Large Language Models Overview

Study Notes

LLMs generate data sequentially based on conditional probabilities.
Transformers, a type of neural network, are used as the core of many LLMs.
Transformers can capture long-range context through self-attention mechanisms.
LLMs are able to generate text that is contextually relevant, tailored to specific tasks or conditions, thanks to Transformers.

LLMs can be used for a wide range of applications.
For instance, they can assist in customer service, research, legal discovery, and financial analysis.

LLMs can lack control over specific attributes or features of the generated output.
If training data is biased, limited in scope, or contains errors, these shortcomings may be reflected in the generated output.
The use of LLMs raises ethical concerns as generated content could be misused.

Prompts are instructions and context passed to a language model to achieve a desired task.

RAG combines the capabilities of LLMs with external information.
It's similar to an open-book exam, allowing the LLM to access and leverage external knowledge.
RAG involves a five-step process:
- Data Collection and Extraction
- Data Chunking
- Document Embeddings
- Storing Embeddings in a Vectorstore
- Retrieval
- Generation

RAG collects data from various sources like PDFs, websites, databases, and manuals.

Words and sentences are represented numerically as vectors to capture semantic meaning.

Splitted documents are transformed into embeddings, which help the system understand user queries and match them with relevant chunks.

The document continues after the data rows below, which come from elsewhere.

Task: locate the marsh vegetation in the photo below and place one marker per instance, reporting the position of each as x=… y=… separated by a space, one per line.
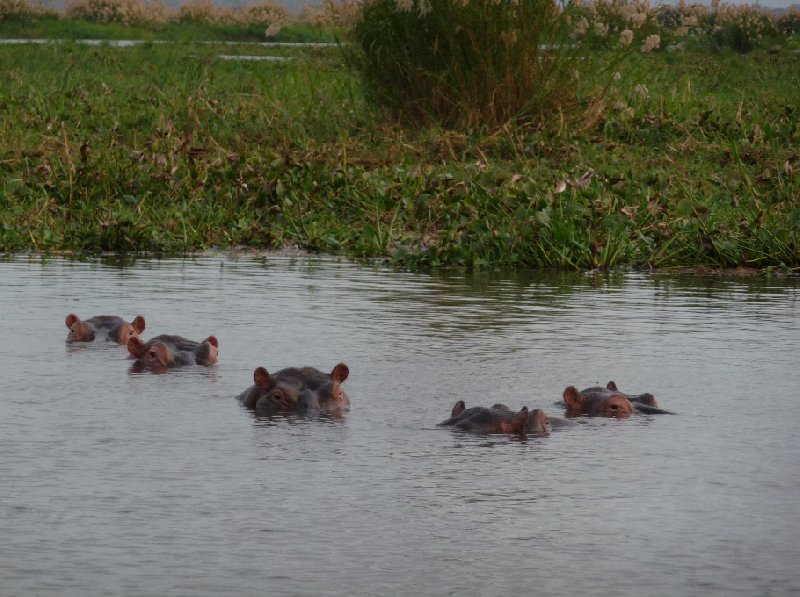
x=623 y=149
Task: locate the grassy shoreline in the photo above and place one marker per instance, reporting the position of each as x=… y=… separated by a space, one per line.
x=170 y=149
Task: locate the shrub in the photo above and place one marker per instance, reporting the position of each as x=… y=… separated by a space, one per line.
x=741 y=28
x=469 y=63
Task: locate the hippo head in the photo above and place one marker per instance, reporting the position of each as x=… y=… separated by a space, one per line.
x=647 y=399
x=154 y=354
x=126 y=331
x=79 y=331
x=208 y=351
x=302 y=390
x=538 y=422
x=602 y=403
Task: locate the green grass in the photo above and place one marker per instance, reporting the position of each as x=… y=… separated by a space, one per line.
x=167 y=148
x=53 y=28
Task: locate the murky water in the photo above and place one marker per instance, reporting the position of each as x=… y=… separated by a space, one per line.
x=118 y=483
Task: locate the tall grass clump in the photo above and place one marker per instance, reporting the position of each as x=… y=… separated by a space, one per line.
x=22 y=11
x=471 y=64
x=124 y=12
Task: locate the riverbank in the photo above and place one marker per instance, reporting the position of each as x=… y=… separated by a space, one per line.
x=169 y=148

Embeddings are stored in a vectorstore, a specialized database that allows for quick search and retrieval of similar vectors.

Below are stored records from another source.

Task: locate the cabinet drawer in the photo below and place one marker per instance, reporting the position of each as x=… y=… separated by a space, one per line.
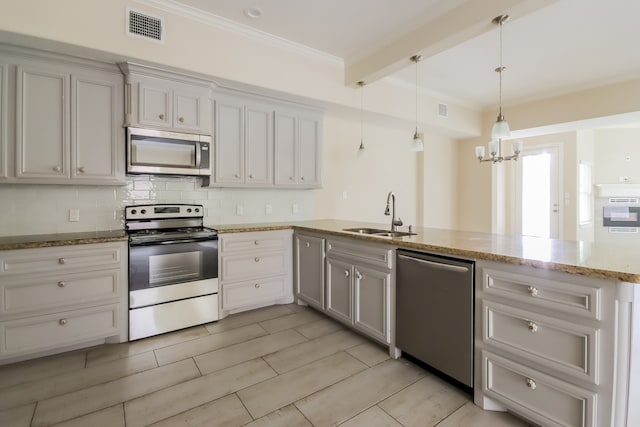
x=544 y=399
x=52 y=291
x=277 y=240
x=57 y=330
x=241 y=267
x=243 y=294
x=563 y=296
x=565 y=346
x=49 y=260
x=365 y=252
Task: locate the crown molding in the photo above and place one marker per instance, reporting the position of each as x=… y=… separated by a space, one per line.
x=207 y=18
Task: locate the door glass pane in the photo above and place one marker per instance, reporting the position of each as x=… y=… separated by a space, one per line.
x=536 y=195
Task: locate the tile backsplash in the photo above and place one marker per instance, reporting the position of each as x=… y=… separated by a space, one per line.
x=44 y=209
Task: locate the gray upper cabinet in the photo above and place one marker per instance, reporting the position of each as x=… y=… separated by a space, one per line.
x=167 y=101
x=67 y=124
x=309 y=274
x=244 y=143
x=298 y=148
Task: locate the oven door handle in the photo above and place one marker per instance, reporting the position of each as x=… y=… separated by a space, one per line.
x=172 y=242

User queries are transformed into embeddings and compared against embeddings in the vectorstore to identify the most relevant chunks.

The LLM generates the answer based on user's query, retrieved context, and system instructions.

Customer Services: RAG-powered chatbots can leverage knowledge bases and customer history to provide personalized support.
Research Market Intelligence: RAG helps to quickly synthesize insights from large volumes of data.
Legal Discovery: RAG helps legal professionals quickly find relevant precedents and arguments across large collections of case law.
Financial Analysis: RAG can ingest earnings statements, press releases, and regulatory filings to generate investment insights and trading signals.

Parent Document Retriever: RAG systems can be built with hierarchical structures.
Hybrid Fusion Search: Combines keyword search and semantic search for more comprehensive results.
Contextual Compressor: This technique helps deliver personalized experiences based on user preferences.

Personalized AI authors can assist with tasks like co-authoring emails and preparing for meetings.
AI authors can utilize previous work to generate new content tailored to specific audiences and needs.